Sans doute les franciscains sont-ils à la pointe de cette indispensable prise de conscience par fidélité à Saint-François, le Poverello qui écrivit dans sa première règle : « Les frères doivent se réjouir quand ils se trouvent parmi des gens de basse condition et méprisés, des pauvres, des infirmes, des malades et des lépreux et des mendiants des rues ». L’Église nourrit une conscience sociale parfois muselée par sa crainte d’affronter les bourrasques fragilisant l’ordre établi auquel elle semble contribuer. Pourtant, elle n’est pas au service des puissants car elle est celle d’un pauvre charpentier galiléen.
Ne nous y trompons pas, nous vivons des moments de bouleversements, la colère gronde. Il ne s’agit pas de gauche ou de droite mais de « classes malheureuses » s’opposant aux « classes heureuses » dans un conflit nourri d’amertume. L’Église a un message d’espérance à porter, sa place est aux côtés de ceux qui souffrent. La communauté chrétienne cultive la vertu de charité dont l’apôtre Paul fut un serviteur : « La charité est patiente ; elle est bénigne ; elle ne cherche pas ses propres intérêts ; elle souffre tout ; elle supporte tout ».
Dans un monde pétri d’injustices, où gonflent les bénéfices des sociétés transnationales, où les dividendes fructifient grassement, les damnés de la terre frappent à la porte et nos communautés chrétiennes doivent les entendre.

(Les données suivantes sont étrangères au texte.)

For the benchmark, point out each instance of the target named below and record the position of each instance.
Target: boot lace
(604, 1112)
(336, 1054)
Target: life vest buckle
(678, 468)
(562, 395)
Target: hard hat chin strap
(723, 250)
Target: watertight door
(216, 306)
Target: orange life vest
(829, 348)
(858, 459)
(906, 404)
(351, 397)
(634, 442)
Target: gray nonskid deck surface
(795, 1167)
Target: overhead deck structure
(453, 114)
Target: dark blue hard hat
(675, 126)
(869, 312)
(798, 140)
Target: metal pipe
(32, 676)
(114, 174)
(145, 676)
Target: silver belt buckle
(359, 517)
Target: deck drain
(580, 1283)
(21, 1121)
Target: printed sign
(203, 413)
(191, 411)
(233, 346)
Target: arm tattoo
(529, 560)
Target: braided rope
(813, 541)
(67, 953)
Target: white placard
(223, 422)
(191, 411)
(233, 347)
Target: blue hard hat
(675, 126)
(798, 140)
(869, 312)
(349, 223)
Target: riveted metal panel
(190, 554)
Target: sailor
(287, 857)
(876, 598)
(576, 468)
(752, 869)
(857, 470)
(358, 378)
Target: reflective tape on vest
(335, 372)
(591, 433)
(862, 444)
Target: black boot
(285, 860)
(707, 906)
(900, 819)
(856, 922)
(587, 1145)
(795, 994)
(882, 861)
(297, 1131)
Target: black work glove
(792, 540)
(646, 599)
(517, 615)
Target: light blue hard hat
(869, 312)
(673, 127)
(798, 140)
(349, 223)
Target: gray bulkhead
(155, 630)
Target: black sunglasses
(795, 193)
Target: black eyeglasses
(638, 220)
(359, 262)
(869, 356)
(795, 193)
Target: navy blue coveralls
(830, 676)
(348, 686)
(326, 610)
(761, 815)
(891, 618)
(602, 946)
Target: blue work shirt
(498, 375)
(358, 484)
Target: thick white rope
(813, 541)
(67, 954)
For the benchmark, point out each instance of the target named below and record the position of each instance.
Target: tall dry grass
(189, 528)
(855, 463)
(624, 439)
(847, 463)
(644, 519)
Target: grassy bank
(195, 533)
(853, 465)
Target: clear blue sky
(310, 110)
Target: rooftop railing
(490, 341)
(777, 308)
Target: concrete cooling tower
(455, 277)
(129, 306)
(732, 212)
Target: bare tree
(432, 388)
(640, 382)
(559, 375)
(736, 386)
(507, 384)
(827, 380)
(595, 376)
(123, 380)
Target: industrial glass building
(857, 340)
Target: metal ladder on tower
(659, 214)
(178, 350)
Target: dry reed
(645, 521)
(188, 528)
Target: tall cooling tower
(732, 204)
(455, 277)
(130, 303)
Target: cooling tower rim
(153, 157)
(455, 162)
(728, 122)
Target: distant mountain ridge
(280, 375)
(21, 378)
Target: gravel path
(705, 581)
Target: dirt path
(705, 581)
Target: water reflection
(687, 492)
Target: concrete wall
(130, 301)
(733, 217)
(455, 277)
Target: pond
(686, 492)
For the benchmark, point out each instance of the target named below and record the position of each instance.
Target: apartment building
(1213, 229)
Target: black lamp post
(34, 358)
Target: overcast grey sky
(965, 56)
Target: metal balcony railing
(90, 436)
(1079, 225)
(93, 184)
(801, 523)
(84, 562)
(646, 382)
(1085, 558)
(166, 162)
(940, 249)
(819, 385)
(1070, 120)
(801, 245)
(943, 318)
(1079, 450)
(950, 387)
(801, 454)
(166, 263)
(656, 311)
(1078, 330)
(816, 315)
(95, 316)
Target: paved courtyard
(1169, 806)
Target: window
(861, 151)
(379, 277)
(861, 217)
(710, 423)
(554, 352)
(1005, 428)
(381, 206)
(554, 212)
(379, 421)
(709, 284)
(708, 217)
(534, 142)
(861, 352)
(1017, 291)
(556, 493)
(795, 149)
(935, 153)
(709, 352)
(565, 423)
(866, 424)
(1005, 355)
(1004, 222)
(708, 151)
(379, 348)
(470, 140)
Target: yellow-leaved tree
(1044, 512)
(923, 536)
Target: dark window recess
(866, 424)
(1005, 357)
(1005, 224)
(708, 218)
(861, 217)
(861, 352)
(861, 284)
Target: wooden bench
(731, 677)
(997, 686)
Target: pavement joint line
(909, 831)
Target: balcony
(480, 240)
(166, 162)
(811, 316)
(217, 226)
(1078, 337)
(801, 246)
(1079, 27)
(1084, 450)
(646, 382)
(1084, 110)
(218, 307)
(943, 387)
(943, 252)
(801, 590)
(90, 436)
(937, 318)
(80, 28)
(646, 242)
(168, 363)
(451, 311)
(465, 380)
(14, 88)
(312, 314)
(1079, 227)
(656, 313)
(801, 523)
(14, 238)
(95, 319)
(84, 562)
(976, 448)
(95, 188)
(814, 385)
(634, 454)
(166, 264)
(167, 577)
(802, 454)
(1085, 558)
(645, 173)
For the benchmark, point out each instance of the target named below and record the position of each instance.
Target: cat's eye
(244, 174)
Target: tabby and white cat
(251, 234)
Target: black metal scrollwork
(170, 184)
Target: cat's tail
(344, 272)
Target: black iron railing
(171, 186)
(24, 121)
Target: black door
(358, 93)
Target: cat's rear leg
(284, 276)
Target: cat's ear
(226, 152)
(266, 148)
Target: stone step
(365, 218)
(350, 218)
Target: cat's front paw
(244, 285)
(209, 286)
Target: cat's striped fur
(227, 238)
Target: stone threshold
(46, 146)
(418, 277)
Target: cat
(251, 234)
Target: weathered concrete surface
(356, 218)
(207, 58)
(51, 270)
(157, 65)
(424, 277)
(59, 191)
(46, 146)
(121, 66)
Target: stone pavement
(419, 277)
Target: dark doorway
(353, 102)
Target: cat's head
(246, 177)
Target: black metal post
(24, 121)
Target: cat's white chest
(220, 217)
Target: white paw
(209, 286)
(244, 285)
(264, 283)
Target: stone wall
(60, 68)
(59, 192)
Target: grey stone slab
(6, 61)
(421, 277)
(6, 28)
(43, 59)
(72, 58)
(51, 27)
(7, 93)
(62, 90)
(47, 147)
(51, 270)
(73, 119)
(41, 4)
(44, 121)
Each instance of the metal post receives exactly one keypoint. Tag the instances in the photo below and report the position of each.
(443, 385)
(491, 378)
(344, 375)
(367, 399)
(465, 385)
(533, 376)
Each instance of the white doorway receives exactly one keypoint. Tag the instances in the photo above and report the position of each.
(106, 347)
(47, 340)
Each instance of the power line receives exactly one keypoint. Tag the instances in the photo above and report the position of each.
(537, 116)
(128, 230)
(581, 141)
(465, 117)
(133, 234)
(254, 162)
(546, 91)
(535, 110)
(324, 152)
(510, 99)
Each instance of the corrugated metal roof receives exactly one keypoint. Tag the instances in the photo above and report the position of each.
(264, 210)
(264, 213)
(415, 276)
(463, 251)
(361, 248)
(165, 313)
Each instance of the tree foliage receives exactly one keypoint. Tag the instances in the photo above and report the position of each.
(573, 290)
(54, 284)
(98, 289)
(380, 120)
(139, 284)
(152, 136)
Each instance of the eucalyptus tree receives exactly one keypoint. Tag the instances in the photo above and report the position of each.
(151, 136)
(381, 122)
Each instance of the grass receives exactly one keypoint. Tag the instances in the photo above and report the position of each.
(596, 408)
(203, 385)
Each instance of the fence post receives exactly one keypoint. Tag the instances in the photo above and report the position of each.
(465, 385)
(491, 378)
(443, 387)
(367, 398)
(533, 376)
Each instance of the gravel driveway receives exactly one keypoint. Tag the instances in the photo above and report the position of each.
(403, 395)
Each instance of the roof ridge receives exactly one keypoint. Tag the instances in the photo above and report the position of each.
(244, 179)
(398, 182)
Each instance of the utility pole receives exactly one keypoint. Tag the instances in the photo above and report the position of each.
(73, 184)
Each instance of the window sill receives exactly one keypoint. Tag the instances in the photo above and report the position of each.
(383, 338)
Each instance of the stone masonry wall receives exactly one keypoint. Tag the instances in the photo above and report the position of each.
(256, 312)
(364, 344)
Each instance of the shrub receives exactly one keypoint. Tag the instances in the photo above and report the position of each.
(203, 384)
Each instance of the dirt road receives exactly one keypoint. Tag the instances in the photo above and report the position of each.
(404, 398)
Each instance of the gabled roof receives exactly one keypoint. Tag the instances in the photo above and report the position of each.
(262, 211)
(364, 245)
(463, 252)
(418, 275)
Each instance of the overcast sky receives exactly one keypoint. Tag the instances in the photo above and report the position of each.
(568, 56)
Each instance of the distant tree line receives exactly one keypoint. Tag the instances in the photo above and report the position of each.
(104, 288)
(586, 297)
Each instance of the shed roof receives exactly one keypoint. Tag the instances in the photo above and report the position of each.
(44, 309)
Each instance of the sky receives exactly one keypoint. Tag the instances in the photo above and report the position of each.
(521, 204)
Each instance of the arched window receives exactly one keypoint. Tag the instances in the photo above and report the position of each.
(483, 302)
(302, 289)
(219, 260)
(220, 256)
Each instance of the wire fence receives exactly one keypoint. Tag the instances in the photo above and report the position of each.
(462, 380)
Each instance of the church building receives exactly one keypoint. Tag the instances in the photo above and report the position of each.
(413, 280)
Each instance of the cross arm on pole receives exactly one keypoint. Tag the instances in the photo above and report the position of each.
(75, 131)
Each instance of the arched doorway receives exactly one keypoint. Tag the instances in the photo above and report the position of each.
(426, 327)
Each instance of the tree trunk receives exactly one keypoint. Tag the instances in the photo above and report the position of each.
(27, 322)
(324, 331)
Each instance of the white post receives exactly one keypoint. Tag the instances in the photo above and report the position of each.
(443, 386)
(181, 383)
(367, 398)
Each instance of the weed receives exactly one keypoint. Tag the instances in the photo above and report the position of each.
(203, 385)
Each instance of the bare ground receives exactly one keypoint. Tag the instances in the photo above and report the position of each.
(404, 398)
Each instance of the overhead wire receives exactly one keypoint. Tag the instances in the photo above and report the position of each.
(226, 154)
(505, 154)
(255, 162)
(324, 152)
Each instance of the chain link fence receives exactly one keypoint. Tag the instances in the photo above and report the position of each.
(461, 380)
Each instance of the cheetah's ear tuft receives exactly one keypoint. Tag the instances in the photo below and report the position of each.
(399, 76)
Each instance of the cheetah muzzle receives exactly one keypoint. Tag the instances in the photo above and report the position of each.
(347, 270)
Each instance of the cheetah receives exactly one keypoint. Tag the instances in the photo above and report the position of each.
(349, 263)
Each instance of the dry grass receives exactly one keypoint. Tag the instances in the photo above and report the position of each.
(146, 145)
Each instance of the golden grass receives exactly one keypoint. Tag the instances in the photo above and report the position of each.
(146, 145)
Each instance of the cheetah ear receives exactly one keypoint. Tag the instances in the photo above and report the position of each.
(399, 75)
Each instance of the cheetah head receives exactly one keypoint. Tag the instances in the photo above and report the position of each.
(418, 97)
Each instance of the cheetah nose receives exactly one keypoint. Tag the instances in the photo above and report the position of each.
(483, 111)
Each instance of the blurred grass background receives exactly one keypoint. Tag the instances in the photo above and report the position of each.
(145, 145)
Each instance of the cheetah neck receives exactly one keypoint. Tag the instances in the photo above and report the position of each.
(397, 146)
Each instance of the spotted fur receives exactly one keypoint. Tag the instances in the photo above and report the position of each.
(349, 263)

Négliger la colère des « petits » qui enfle sans cesse avec des accents insurrectionnels voire nihilistes sollicite nos consciences. Il nous faut aller au large, briser nos conforts, nous convertir et en fidélité avec Marie : déployer nos bras, élever les humbles et combler de biens les affamés. L’Église doit être voix et action auprès de l’humanité et offrir la « bonne nouvelle ». « Il faut aujourd’hui de l’or, beaucoup d’or, pour jouir du droit de parler ; … Silence au pauvre» Ne cédons pas aux sirènes du veau d’or, écoutons les petits qui hurlent leur désespoir et contribuons avec nos charismes au retour d’une Église fraternelle et soucieuse de ceux qui demeurent en marge.